MP names the philosophical shape of ultrabolshevism the "mandarin myth": "unites the phantasm of total knowledge with that of pure action. The mandarin is thought to be present by means of his knowledge wherever there is a problem, and capable of acting immediately from a distance, anywhere, as pure efficient cause, as if what he did occurred in an inert milieu and was not at the same time theater, a manifestation, an object of scandal or of enthusiasm" (AD 201). The spectator consciousness, busy seeing, dreams of an action that would also be ubiquitous. Ultrabolshevism is the political application of this myth — the writer who cannot govern but wants to.

Positions

  • Sartre in Les Communistes et la paix (1952–54) defends communist action by refusing productivity to history and grounding action in pure will + the gaze of the least-favored.
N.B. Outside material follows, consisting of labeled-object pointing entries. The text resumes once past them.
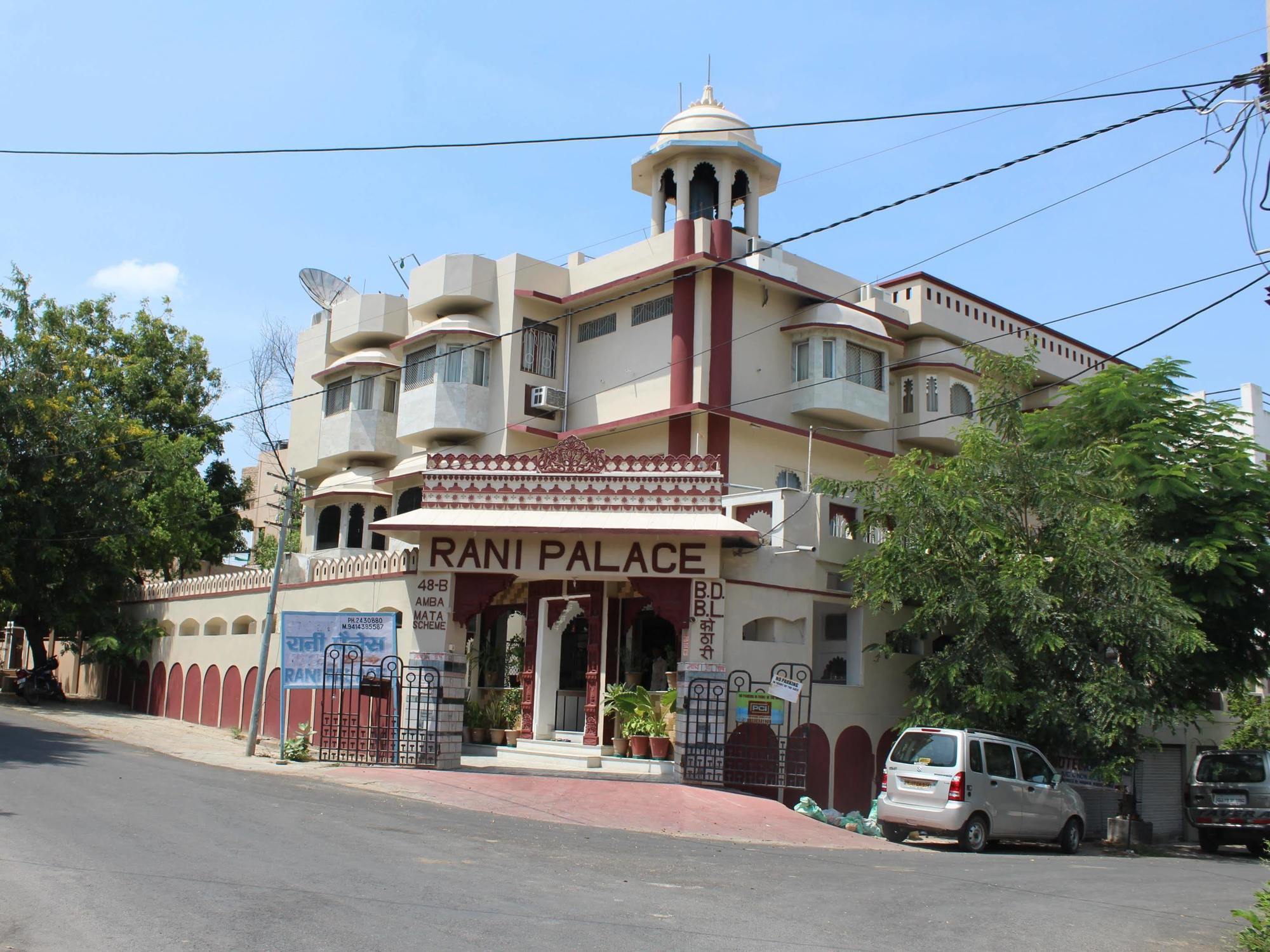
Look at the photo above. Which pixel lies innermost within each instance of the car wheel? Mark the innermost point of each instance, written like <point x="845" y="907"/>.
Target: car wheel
<point x="895" y="833"/>
<point x="973" y="837"/>
<point x="1070" y="840"/>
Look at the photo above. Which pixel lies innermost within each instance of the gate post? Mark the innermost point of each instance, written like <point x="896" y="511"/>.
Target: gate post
<point x="451" y="671"/>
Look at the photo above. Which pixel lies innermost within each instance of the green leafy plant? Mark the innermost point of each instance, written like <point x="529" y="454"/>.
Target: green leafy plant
<point x="298" y="748"/>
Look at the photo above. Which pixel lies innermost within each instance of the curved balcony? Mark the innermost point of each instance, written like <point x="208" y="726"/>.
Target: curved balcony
<point x="443" y="410"/>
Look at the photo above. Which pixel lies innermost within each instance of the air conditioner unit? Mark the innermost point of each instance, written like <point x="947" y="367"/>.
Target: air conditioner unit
<point x="547" y="399"/>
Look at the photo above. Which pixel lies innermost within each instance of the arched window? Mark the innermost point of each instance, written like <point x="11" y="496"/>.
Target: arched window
<point x="328" y="527"/>
<point x="378" y="539"/>
<point x="703" y="192"/>
<point x="961" y="400"/>
<point x="356" y="523"/>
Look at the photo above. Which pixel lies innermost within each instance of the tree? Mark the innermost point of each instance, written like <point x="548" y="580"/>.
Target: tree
<point x="1192" y="480"/>
<point x="107" y="424"/>
<point x="1045" y="612"/>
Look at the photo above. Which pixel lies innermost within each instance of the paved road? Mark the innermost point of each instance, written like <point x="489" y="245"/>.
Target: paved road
<point x="110" y="847"/>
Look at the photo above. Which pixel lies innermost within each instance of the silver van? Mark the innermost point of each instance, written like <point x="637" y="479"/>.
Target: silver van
<point x="979" y="786"/>
<point x="1229" y="799"/>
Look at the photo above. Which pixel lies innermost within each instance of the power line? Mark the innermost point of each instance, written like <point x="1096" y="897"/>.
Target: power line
<point x="600" y="137"/>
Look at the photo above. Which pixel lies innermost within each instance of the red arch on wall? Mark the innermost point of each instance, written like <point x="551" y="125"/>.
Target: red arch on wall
<point x="248" y="697"/>
<point x="194" y="695"/>
<point x="816" y="743"/>
<point x="158" y="690"/>
<point x="272" y="709"/>
<point x="140" y="692"/>
<point x="232" y="697"/>
<point x="853" y="771"/>
<point x="885" y="746"/>
<point x="210" y="711"/>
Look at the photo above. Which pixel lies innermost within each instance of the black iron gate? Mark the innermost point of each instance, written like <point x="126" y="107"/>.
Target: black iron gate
<point x="377" y="714"/>
<point x="741" y="735"/>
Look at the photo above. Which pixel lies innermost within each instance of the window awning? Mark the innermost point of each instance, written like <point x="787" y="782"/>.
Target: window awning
<point x="512" y="522"/>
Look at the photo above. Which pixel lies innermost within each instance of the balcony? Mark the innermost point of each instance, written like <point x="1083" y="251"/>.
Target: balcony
<point x="358" y="434"/>
<point x="451" y="283"/>
<point x="443" y="410"/>
<point x="368" y="320"/>
<point x="843" y="401"/>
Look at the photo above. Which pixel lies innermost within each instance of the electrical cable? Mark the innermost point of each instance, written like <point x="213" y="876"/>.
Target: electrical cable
<point x="603" y="137"/>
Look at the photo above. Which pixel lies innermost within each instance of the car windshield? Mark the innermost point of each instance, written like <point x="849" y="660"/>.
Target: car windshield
<point x="1233" y="768"/>
<point x="920" y="747"/>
Sartre does not call this "ultrabolshevism"; the name is MP's.
  • MP coins the term in AD Ch 5 to name the result: Bolshevism without dialectic, justified by cogito-plus-Other rather than by proletariat-plus-history. "Sartre's reasons are at the other extreme from those of Marxism, and it is because the dialectic has broken down that he defends communist politics" (AD 190).
  • Lefort's Le Marxisme et Sartre (1953) in Les Temps Modernes is Sartre's original interlocutor; Sartre's Réponse à Claude Lefort (1953) is MP's secondary target in Ch 5.
  • Orthodox Marxism-Leninism sees Sartre's position as idealism with a Communist veneer; MP is more precise — it is not idealism but a voluntarism that inherits from the cogito.

Connections

  • is MP's diagnosis of Sartre's politics in 1952–54
  • structurally parallels Lenin's gnosticism (see Ch 3 of AD) — both "terroristic" but from opposite sides (pure object vs. pure subject)
  • is the negation of MP's preferred political form, the new-liberalism of the Epilogue
  • rests on the denial of the interworld — if there are only men and things, the Party as pure act is the only bridge; once the interworld is acknowledged, mediation replaces pure action
  • is figured in the mandarin myth — the writer who cannot govern but must
  • makes visible the distinction between action of unveiling and action of governing
  • is the political registration of the philosophy-of-reflection structure — Cartesian and Kantian cogito carried into politics
  • contrasts with conditioned-freedom — conditioned freedom is MP's counter-picture of agency (freedom by means of motivations, not ex nihilo)

Open Questions

  • Is "ultrabolshevism" a fair name for Sartre's 1952–54 position? Sartre's subsequent Critique de la raison dialectique (1960) explicitly tries to develop a dialectical account of the class-Party relation; whether this is a response to MP's critique or an independent development is debated.
  • Does MP's diagnosis apply to any communism that rests on a philosophy of the cogito, or only to Sartre's specific version? The analysis assumes a cogito-and-Other ontology; communists who work from Hegelo-Marxist ontology may escape the critique.
  • How does ultrabolshevism relate to the "historical-voluntarism" that MP attributes more broadly to Lenin and to the post-1917 Bolshevik Party? The structural parallel (pure action justified by an idea) is drawn explicitly at AD 122; the historical genealogy is not developed.
  • The Epilogue concedes that "perhaps this is the end of ultrabolshevism" (AD 211) in view of post-Stalinist Soviet political openings. Did MP expect the term to be retrospective rather than diagnostic of an ongoing formation?

Sources

  • merleau-ponty-1955-adventures-of-the-dialectic — the coinage and the full analysis. Key passages: coinage at p. 125; "ruin of the dialectic" formula at p. 123; "if Sartre is right, Sartre is wrong" at p. 124; pure action as Order at pp. 133–36; equivocalness of facts at pp. 129–30; conversion of the militant at pp. 130–31; mandarin myth at p. 201; "perhaps this is the end of ultrabolshevism" at p. 211.